When 99% of the vote had been reported, Iván Duque won 39.13% of the vote and Petro won 25.9% of the vote. Less than 300,000 votes separated Petro and former mathematician Sergio Fajardo who received 23.74% of the vote. Both Germán Vargas Lleras and Humberto De la Calle were as competitive as polls suggested but neither of them came close to the top three with around 7% and 2% respectively .
Having won a large swathe of the country’s heartland from Cesar and Magdalena to Amazonas, Ivan Duque said at his acceptance speech that he wanted the next campaign to be a debate with clarity that avoided the rhetoric of class warfare. “The future is for everyone,” he proclaimed to loud cheers.
At his enormous celebration rally in Gustavo Petro said that “Colombia is diverse and diversity is our greatest wealth.” He was able to win crucial districts on the coasts like Sucre, Cauca, Atlántico and his home department of Cordoba.
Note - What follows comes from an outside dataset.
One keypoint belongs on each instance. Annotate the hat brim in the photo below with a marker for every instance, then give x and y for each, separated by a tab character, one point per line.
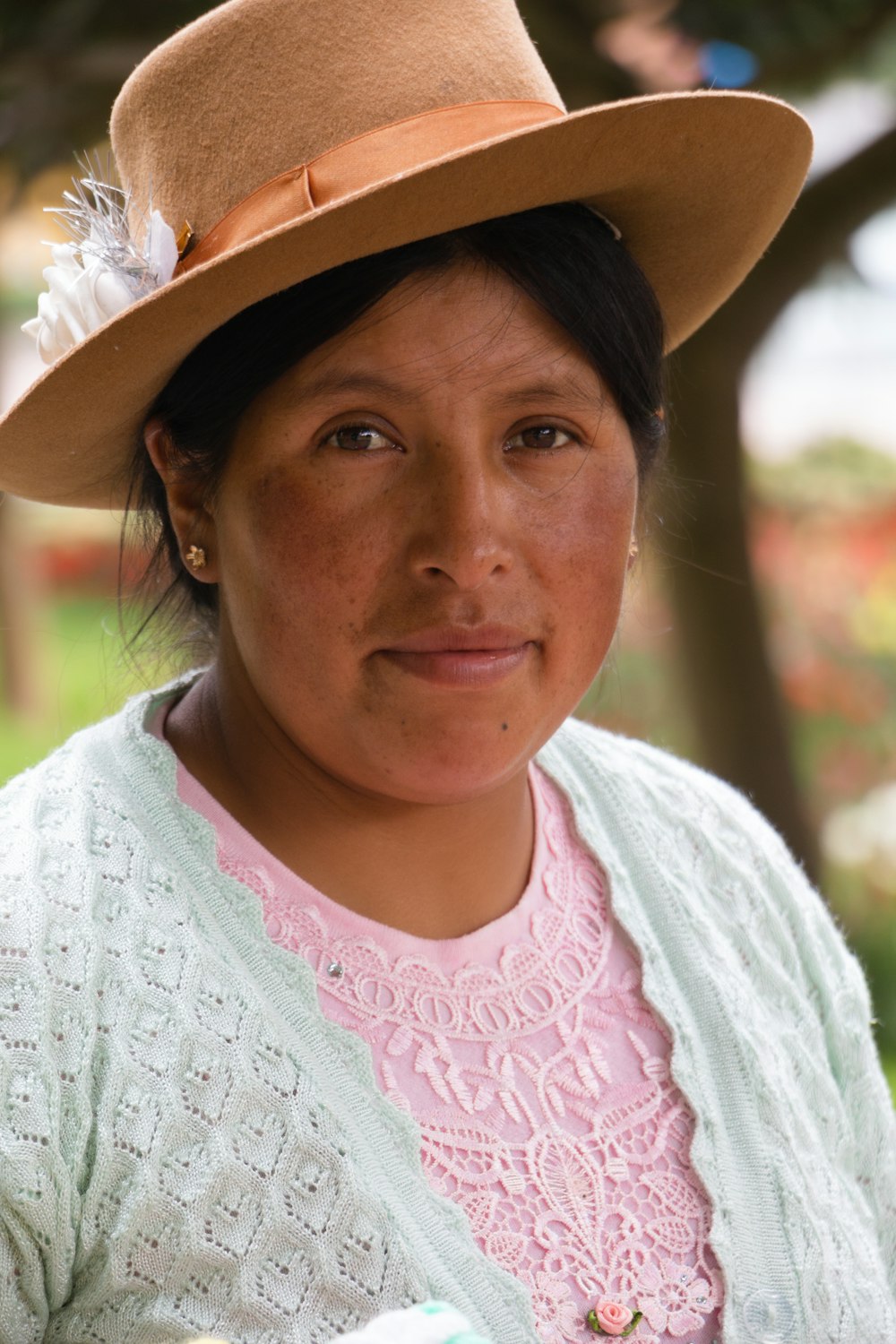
697	185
Fajardo was only able to win Bogotá though it wasn’t enough to capture the same vote of confidence that Petro and Duque were able to. He said that the coalition will continue to take their movement to “every territory in the country…Because in Colombia we can do it!”
Prior to the election, many were concerned about possible vote-buying, voter intimidation and electoral fraud but the conclusion did not appear to have been influenced by any of these. The Fiscalia dubbed the election “the most peaceful in decades” and announced no terrorist attacks had happened in any of the regions of the country.
The turnout had also been much improved on the 13 million that voted in the first round of the presidential elections in 2014. In 2018 nearly 20 million voted, outdoing expectations. 340,000 people voted in blanco and 240,000 were disqualified for not being legitimately cast. This year 53% of eligible voters had their say and 17 million people did not vote at all. 2018 may have been an indication, with a fragile peace, environmental tragedies across the country, rampant corruption and a humanitarian crisis on in Venezuela, just how much was at stake in this fledgling republic.
Now the country awaits for the second round with two candidates offering two very different paths. On the one hand, Iván Duque, the political prodigy and protégé of former President of Álvaro Uribe and, on the other hand, the leftist policies of former Mayor of Bogotá Gustavo Petro. Colombia now faces a stark choice between the two.